World Day for Safety and Health at Work and why it really matters
April 28th marks the 46th annual “Workers Memorial Day”, conceived as a way to commemorate lives and unfortunate deaths of people killed at work. Initially the event was unofficial, arranged by an American trade union – but the idea quickly caught on and is now recognised by the United Nations and numerous national governments as ‘World Day for Safety and Health at Work’.
As former UN secretary-general Kofi Annan once said, “safety and health at work is not only sound economic policy, it is a basic human right.”
By publicising previous workplace accidents and disasters, health and safety organisations help to raise awareness with a view to reducing future incidents. Among the many historical incidents that will be commemorated on the 28th are dozens of lesser-known disasters, alongside those you probably already know.
The Flixborough disaster – 1974
One of the UK’s worst industrial accidents, an explosion at the Flixborough chemical plant killed 28 workers in North Lincolnshire. A further 36 people were seriously injured as almost every building was flattened in the blast.
Subsequent investigations revealed that several hastily executed plant modifications had created a leak of liquid from one of the chemical plant’s reactors. This in turn led to a dangerous build-up flammable hydrocarbons that eventually exploded.
It is believed that in their rush to carry out improvements to plant productivity, the company’s engineers had failed to properly assess whether the work had been completed properly. Worse still, there was no professionally qualified engineers working on site at the time of the accident.
The Flixborough disaster was instrumental in pushing through the ground-breaking Health and Safety at Work Act which 40 years later still defines UK law protecting employees. An inquiry into the accident also made a number of recommendations that led to safer design and construction of chemical processing plants ever since.
The Bhopal gas tragedy – 1984
The Bhopal gas tragedy is widely regarded as one of the worst industrial accidents of all time. In just one night an estimated 500,000 were exposed to lethal methyl isocyanate gas after a leak.
Officially 3787 people died that same night, although some independent accounts suggest the death toll was closer to 8000. A further 8000 people are believed to have died as a result of exposure in the days and weeks following the leak.
A quarter of a century later, seven employees were finally jailed for causing death by negligence as their actions were found to have been directly related to the leak.
The Bhopal gas tragedy stands as a stark warning about maintaining site safety, and the dangers posed to members of the public.
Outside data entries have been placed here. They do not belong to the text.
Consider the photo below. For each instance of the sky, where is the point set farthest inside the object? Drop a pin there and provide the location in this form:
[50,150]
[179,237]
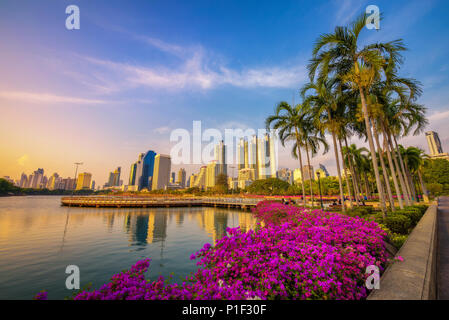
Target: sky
[137,70]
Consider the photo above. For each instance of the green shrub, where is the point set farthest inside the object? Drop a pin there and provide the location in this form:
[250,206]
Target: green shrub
[398,223]
[398,240]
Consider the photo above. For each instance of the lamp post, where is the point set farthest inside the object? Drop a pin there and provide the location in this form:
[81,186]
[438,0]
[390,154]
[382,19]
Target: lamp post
[319,186]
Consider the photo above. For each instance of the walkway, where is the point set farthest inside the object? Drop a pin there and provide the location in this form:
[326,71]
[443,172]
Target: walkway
[443,249]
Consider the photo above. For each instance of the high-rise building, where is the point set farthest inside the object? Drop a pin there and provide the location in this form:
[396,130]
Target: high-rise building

Here in the UK, risk assessments should consider potential dangers posed to the public as well as workers on site. And any recommendations and inspections need to be carried out according to schedule to prevent large problems developing unseen.
West Coast Fertiliser Co explosion – 2012
A relatively routine fire turned into a local disaster when fertiliser being stored on site exploded. 12 firefighters and 3 civilians were killed in the explosion, the majority of whom were trying to bring the blaze under control. A further 160 people were injured, and 150 nearby buildings were damaged or destroyed in a blast that measured 2.1 on the richter scale.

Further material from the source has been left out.